Quando penso al “tornare” poi, penso sempre alla mia città. Non alla città in cui vivo ora – da più di 20 anni! – ma in quella dove sono nato e cresciuto. Ho notato che spesso, quando racconto a qualcuno dei miei programmi di viaggio, sostituisco la parola casa con il nome della mia città di origine e mi accorgo dell’errore solamente dallo sguardo interrogativo del mio interlocutore.

Ormai nessuno viene più a prendermi all’aeroporto. Le mie permanenze all’estero non sono mai tanto lunghe da creare quel senso di attesa che spinge una persona ad arrivare all’aeroporto in orari spesso improbabili. In più, esistono collegamenti efficientissimi e veloci per raggiungere la città e valige leggere e comode da trasportare, non è più necessario scomodare nessuno. Nonostante questo, ogni volta che varco il gate di uscita, mi accorgo di cercare con lo sguardo qualche faccia conosciuta tra la gente in attesa e gli autisti con i cartelli in mano. Non mi aspetto di trovare mia moglie, o i miei figli, anche se a volte mi hanno fatto una sorpresa. Cerco lo sguardo di mio padre, impaziente di conoscere i racconti dei miei primi viaggi; quello di mia madre, che aspetta di vedermi e capire con una sola occhiata come sto, e vedo sul suo viso sciogliersi in un attimo tutta la tensione dell’attesa.

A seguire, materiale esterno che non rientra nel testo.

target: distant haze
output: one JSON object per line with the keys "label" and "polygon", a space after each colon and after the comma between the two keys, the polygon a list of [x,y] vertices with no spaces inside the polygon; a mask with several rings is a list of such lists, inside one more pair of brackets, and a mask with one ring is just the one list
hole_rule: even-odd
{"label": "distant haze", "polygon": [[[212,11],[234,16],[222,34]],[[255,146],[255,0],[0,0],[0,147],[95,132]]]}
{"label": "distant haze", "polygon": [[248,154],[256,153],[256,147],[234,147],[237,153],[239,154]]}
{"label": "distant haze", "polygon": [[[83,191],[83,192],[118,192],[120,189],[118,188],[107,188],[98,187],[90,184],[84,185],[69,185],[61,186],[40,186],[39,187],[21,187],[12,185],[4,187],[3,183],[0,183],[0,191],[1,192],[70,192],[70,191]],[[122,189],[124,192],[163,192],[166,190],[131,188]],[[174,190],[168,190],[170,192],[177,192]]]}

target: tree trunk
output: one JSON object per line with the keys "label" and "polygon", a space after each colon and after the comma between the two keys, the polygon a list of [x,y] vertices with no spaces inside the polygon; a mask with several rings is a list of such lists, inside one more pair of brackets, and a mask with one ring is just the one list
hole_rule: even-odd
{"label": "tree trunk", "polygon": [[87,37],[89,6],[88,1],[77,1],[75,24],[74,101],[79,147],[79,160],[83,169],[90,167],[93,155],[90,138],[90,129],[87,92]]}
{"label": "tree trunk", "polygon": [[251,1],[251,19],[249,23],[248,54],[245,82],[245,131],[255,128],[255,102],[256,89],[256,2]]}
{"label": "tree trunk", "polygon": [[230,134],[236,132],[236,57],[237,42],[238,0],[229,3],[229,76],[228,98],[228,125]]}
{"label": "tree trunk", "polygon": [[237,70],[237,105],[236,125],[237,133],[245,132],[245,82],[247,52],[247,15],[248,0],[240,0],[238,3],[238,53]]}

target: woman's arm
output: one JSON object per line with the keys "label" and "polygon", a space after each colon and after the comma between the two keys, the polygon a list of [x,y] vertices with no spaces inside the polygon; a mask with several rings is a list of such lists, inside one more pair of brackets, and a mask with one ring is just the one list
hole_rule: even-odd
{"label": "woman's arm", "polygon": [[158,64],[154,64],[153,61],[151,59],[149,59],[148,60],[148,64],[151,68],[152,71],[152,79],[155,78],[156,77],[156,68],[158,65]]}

Un piccolo ritorno nel passato insomma. Alle vecchie abitudini, alle voci conosciute e rassicuranti degli amici d’infanzia; al vecchio quartiere, ma non com’è ora ma come era anni fa, quando ci vivevo io. Con il bar all’angolo che adesso non c’è più e quella bella cartoleria che stava dove adesso c’è il negozio dei cinesi. Per ritrovare per un momento quella sensazione benefica, quella consapevolezza effimera di essere al proprio posto, finalmente a casa.

Ma la casa non è il passato, ma il futuro. E’ il futuro che mi attende là fuori. Una notifica sullo smartphone mi avvisa della partenza del mio treno tra pochi minuti. Accidenti, il futuro è sempre di corsa.